Cristo, ao vir entre nós, nos oferece o dom do seu amor e da sua salvação. Para
os cristãos a esperança está animada por uma certeza: o Senhor está presente ao
longo de toda nossa vida, no trabalho e nos afãs cotidianos, nos acompanha e um
dia enxugará também nossas lágrimas. Um dia, não tão distante, tudo encontrará
o seu cumprimento no reino de Deus, reino de justiça e de paz. “O tempo do
Advento nos restitui o horizonte da esperança, uma esperança que não decepciona
porque é fundada na Palavra de Deus. Uma esperança que não decepciona,
simplesmente porque o Senhor não decepciona nunca!” [16]

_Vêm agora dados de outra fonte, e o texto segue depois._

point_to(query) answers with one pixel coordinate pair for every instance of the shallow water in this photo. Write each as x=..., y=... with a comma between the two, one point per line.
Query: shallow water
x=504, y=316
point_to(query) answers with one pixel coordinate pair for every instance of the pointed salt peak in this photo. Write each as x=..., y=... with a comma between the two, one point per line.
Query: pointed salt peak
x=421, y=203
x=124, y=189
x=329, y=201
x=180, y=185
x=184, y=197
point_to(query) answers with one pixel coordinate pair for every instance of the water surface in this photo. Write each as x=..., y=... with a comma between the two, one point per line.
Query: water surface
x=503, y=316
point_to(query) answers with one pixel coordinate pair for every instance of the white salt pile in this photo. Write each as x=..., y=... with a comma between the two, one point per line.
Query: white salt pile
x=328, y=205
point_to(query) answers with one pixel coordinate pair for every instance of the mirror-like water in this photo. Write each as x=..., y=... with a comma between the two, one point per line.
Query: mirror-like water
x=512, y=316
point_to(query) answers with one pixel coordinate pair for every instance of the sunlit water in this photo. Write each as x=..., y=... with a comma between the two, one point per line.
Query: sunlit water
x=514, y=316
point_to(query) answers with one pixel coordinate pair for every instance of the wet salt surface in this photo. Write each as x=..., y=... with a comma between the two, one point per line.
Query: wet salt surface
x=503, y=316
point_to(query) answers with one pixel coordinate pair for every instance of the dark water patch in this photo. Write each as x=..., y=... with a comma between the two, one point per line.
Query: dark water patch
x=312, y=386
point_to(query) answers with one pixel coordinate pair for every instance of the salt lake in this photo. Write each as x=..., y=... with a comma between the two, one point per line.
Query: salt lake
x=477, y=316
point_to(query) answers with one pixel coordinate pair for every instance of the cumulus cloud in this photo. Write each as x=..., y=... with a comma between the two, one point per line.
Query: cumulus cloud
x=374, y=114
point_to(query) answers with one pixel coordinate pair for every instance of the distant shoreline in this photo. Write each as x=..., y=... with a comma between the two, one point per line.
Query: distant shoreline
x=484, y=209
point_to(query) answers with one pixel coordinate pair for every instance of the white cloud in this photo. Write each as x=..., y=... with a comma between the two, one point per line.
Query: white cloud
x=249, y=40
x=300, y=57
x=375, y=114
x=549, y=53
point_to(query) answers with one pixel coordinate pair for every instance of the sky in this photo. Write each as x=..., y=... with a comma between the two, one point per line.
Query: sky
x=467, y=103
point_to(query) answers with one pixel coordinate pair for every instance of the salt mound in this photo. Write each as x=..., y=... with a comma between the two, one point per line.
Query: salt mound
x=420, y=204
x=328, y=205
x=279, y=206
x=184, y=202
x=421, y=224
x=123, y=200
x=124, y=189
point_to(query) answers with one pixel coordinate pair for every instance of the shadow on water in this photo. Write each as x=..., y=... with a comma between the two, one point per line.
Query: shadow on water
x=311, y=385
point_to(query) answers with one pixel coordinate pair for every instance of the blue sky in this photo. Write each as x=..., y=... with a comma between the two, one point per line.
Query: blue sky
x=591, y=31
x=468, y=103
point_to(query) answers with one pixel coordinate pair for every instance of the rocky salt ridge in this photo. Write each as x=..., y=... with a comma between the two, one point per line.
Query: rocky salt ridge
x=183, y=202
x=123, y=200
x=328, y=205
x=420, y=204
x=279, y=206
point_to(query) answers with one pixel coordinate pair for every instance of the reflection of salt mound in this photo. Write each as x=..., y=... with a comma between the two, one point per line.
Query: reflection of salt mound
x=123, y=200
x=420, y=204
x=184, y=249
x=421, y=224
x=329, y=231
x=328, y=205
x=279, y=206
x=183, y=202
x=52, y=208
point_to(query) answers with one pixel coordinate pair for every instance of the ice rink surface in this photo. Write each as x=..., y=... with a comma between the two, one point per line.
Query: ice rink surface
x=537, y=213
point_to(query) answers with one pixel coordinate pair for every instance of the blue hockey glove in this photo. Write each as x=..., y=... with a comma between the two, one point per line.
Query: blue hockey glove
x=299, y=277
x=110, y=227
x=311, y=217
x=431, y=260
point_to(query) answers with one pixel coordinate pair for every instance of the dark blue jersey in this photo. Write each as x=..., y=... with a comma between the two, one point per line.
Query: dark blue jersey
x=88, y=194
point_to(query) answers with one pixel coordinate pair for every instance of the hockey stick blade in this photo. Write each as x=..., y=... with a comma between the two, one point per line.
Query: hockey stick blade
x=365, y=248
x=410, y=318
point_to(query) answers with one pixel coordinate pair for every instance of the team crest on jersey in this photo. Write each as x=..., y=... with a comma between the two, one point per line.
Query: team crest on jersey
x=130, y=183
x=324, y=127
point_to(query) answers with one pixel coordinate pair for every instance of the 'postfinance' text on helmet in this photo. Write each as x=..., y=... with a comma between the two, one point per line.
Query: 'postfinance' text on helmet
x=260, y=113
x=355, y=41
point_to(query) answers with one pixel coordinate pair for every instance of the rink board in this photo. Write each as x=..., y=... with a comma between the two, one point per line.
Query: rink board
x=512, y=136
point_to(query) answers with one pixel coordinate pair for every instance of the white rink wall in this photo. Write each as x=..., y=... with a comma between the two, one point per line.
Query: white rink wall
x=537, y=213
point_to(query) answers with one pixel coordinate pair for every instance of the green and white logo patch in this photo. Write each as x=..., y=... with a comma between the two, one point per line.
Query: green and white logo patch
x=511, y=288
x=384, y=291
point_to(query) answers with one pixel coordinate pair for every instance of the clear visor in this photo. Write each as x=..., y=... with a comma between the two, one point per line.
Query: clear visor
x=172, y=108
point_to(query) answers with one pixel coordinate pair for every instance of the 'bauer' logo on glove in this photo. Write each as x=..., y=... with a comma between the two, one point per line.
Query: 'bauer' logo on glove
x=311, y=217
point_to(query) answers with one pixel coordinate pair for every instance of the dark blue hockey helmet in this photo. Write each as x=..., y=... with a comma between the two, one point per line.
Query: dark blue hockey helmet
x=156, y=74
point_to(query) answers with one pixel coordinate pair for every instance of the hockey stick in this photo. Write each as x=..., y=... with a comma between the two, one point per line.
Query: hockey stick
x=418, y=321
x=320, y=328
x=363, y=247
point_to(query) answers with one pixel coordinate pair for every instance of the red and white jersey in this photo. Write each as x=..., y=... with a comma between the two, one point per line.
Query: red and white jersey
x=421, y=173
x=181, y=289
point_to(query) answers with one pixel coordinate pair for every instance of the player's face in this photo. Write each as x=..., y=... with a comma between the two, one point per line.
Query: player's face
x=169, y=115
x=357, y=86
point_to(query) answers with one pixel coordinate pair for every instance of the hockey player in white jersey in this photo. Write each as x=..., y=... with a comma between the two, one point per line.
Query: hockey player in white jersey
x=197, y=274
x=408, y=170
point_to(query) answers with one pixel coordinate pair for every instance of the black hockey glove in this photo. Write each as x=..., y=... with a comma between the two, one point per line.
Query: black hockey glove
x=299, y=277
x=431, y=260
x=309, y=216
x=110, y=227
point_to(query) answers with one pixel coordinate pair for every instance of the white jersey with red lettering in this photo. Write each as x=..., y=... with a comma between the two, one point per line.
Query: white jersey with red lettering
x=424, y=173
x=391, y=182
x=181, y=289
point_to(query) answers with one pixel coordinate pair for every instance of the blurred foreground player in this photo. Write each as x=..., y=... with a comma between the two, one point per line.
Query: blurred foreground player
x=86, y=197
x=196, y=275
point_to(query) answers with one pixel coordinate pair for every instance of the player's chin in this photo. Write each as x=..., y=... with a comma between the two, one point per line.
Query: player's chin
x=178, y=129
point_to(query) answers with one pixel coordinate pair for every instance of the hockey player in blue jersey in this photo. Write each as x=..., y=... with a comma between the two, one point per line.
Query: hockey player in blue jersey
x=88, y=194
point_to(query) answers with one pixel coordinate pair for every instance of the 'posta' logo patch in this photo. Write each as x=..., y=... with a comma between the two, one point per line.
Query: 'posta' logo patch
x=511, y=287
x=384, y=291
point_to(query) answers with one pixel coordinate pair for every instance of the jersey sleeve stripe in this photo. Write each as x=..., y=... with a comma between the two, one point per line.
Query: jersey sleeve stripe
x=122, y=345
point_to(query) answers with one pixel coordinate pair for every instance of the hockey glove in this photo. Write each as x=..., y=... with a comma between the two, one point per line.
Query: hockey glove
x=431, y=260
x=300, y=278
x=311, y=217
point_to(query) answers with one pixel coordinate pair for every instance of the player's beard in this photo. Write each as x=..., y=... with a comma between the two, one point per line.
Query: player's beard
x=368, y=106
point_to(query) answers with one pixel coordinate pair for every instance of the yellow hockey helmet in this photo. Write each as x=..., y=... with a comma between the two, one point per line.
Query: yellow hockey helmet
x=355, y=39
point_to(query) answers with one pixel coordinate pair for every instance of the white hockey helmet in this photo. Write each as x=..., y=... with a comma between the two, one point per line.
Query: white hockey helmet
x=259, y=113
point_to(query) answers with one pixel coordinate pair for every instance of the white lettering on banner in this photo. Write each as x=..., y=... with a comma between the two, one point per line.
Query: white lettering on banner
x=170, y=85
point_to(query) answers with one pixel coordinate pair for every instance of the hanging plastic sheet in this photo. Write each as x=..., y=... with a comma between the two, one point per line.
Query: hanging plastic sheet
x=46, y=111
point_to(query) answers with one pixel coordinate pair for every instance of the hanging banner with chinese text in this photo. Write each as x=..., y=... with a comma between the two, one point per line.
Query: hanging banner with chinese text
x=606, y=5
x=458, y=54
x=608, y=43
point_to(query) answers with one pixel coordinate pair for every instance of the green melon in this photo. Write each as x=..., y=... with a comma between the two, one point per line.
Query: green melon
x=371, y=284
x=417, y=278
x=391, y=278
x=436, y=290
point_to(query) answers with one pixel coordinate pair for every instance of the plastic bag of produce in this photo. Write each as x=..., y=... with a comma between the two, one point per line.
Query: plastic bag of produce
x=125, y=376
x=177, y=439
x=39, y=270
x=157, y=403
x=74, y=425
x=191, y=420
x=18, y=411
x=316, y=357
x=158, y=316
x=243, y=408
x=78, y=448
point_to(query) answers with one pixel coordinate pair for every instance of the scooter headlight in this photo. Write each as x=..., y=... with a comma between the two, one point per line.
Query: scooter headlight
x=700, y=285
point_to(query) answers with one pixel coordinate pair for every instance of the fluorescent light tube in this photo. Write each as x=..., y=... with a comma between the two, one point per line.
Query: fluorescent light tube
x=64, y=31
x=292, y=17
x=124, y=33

O Advento é um tempo de presença e de espera do eterno, um
tempo de alegria, de uma alegria íntima que nada pode eliminar: “eu vos verei
novamente, e o vosso coração se alegrará, e ninguém poderá tirar a vossa
alegria” [17].
O gozo no momento da espera é uma atitude profundamente cristã, que vemos
plasmada na Santíssima Virgem: Ela, desde o momento da Anunciação, esperou “com
amor de mãe” [18] a
vinda de seu Filho, Jesus Cristo. Por isso, Ela também nos ensina a aguardar
ansiosamente a chegada do Senhor, ao mesmo tempo que nos preparamos
interiormente para esse encontro, com o desejo de “construir com o coração um
presépio para nosso Deus” [19].
Juan José Silvestre
[1] Cfr.
Mt 25, 1ss.
[2] Cfr.
Tes 5, 23.
[3] São
Josemaria, É Cristo que passa, n. 144.
[4] São
Josemaria, Caminho, n. 267.
[5] Missal
Romano, I Domingo do Advento, Antífona de entrada. Cf. Sal 24 (25) 1-2.
[6] Francisco,
Exortação Apostólica Evangelii Gaudium, 24-XI-2013, n. 13.
[7] São
Josemaria, É Cristo que passa, n. 1.
[8] Cfr.
Missal Romano, Feria III (terça-feira) das semanas I-III do Advento, Antífona
de entrada. Cfr. Za 14, 5.
[9] Jo
5, 17.
[10] Rm
13, 11; Lc 21, 36; Mc 13, 37.
[11] Cfr.
São Cirilo de Jerusalém, Catequese 15, 1: PG 33, 870 (II Leitura do Ofício de
Leituras do I Domingo do Advento).
[12] Calendário
Romano, Normas universais sobre o ano litúrgico e sobre o calendário, n. 39.
[13] Missal
Romano, Prefácio I do Advento.
[14] Cfr.
Rom 5, 5
[15] Bento
XVI, Homilia I Véspera do I Domingo do Advento, 28-XI-2009.
[16] Francisco, Ângelus,
1-XII-2013.
[17] Jo
16, 22.
[18] Missal
Romano, Prefácio II do Advento.
[19] Notas
de uma meditação, 25-XII-1973 (AGP, biblioteca, P09, p. 199). Publicado
em Álvaro del Portillo, Caminar con Jesús. Al compás del año litúrgico,
Ed. Cristiandad, Madrid 2014, p. 21.